Figure 1. Corpus Callosum (CC) Malformations.

T1-weighted sagittal MRI shows complete (A) or partial (B, C) agenesis of the CC; absence of the posterior part of the body and of the splenium and rostrum (B) or only of the genu and the rostrum (C); and complete but diffusely hypoplastic CC (D).

The sample was described using standard descriptive statistics: mean and SD or median and interquartile range for continuous variables and proportions for categorical ones. Normality distribution was assessed by the Shapiro-Wilk test.
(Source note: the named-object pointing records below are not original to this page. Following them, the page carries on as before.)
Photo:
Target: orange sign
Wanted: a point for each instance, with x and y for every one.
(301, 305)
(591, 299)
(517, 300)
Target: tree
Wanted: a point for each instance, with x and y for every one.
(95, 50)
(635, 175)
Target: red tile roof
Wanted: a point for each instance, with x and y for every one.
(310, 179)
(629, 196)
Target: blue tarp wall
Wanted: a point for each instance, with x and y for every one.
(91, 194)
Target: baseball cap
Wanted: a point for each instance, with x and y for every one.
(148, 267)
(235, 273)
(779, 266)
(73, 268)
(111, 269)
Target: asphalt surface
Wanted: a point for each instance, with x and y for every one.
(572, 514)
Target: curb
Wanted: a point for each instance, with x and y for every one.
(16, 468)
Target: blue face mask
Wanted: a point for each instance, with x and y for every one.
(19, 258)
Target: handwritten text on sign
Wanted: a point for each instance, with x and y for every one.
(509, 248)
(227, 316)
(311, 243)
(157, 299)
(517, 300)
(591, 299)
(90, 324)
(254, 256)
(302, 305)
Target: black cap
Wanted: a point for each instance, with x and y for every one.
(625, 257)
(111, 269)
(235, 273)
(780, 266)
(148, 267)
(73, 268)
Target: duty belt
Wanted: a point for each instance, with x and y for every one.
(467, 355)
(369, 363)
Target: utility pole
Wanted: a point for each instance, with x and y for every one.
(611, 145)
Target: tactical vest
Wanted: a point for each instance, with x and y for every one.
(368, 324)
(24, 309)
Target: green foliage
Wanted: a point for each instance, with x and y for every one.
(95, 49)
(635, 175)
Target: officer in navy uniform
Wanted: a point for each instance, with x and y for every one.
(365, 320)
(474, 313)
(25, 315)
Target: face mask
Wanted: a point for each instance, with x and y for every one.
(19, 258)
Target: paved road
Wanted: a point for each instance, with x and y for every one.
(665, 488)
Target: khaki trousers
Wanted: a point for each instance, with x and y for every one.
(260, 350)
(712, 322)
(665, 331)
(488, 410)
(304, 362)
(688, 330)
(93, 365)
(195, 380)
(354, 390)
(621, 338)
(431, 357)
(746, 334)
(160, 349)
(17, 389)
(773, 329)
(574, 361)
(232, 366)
The association between qualitative variables was investigated by Pearson χ² or Fisher exact and between outcome scales and explicative variables (neuroradiologic features and EEG evaluations) was studied by nonparametric Wilcoxon rank-sum test. This analysis was then followed by application of Kruskal-Wallis test and post hoc testing, adjusting for multiple comparisons. Statistical significance was set at the level of ≤0.05, unless adjustment for multiple comparisons (applying the Bonferroni correction) was needed.

All analyses were performed using STATA/SE for Windows, version 14.2.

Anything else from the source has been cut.